All plate manufacturers have increased prices by 25-30%, however, Ramakrishnan said TechNova has factored only the changes in the base London Metal Exchange (LME) cost in its price increase. “An increase of USD 100 per tonne in the LME translates into an increase of Rs 7 per sqm in plate costs,” he added.
Venkataraman presented the scenario for the paperboard during the session. He said that demand across all major segments is back.
“Educational institutions and IT offices have opened and the demand for paper is expected to rebound in the second half of this financial year.” However, he said that shipping and its high prices are restricting imports even as the current stress on input raw materials – both domestic as well as imported – and coal are areas of concern.
“Coal has become the new diamond,” he said. Smaller recycled fibre-based mills are also facing stress on input raw materials.
Meanwhile, Ramakrishnan said that an increase in plate prices can be compensated by a corresponding increase in aluminium scrap prices, and therefore there will be only a marginal increase in the overall cost of the plates for its customers. The three panellists suggested that the print fraternity correspondingly revise prices of their print products.
Manufacturers use raw materials to produce products, which in turn become raw materials for printers. So, passing on the price rise to the printer’s clients – the brands or print buyers – is easier said than done.
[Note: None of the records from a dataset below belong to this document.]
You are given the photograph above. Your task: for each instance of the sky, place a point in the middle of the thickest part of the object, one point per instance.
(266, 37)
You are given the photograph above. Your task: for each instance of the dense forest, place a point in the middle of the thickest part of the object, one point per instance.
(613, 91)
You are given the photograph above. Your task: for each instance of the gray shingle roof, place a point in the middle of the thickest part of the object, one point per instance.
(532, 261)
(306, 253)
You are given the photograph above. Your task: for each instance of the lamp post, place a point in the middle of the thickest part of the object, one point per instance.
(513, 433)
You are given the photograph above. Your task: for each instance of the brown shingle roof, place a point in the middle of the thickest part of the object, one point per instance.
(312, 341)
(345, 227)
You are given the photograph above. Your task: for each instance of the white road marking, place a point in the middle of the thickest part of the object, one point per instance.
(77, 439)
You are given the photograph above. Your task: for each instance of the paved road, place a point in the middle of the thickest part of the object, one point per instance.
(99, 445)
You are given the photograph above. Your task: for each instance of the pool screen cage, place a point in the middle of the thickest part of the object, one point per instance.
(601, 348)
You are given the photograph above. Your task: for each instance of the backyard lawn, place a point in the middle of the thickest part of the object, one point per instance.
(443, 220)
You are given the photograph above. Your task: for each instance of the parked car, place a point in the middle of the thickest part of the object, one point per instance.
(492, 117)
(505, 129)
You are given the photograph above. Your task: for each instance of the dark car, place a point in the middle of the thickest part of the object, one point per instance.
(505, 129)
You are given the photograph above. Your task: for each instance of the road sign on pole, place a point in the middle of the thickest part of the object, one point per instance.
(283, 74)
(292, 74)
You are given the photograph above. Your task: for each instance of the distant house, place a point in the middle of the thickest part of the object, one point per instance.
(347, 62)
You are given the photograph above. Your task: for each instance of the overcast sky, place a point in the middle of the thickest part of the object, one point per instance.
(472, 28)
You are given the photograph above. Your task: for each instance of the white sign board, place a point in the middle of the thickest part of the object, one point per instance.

Paper, inks and plates will continue to be used by the printers even at higher prices, because the brands will need to consume print or packaging for its products. However, when it comes to passing on the price hike from printers to the brands or print buyers, would the brands or print buyers accept it particularly when they have more than one choice to go to? And that’s where the question arises: Who will bell the cat?
The ‘price hike’ buck squarely stops at the printer’s door.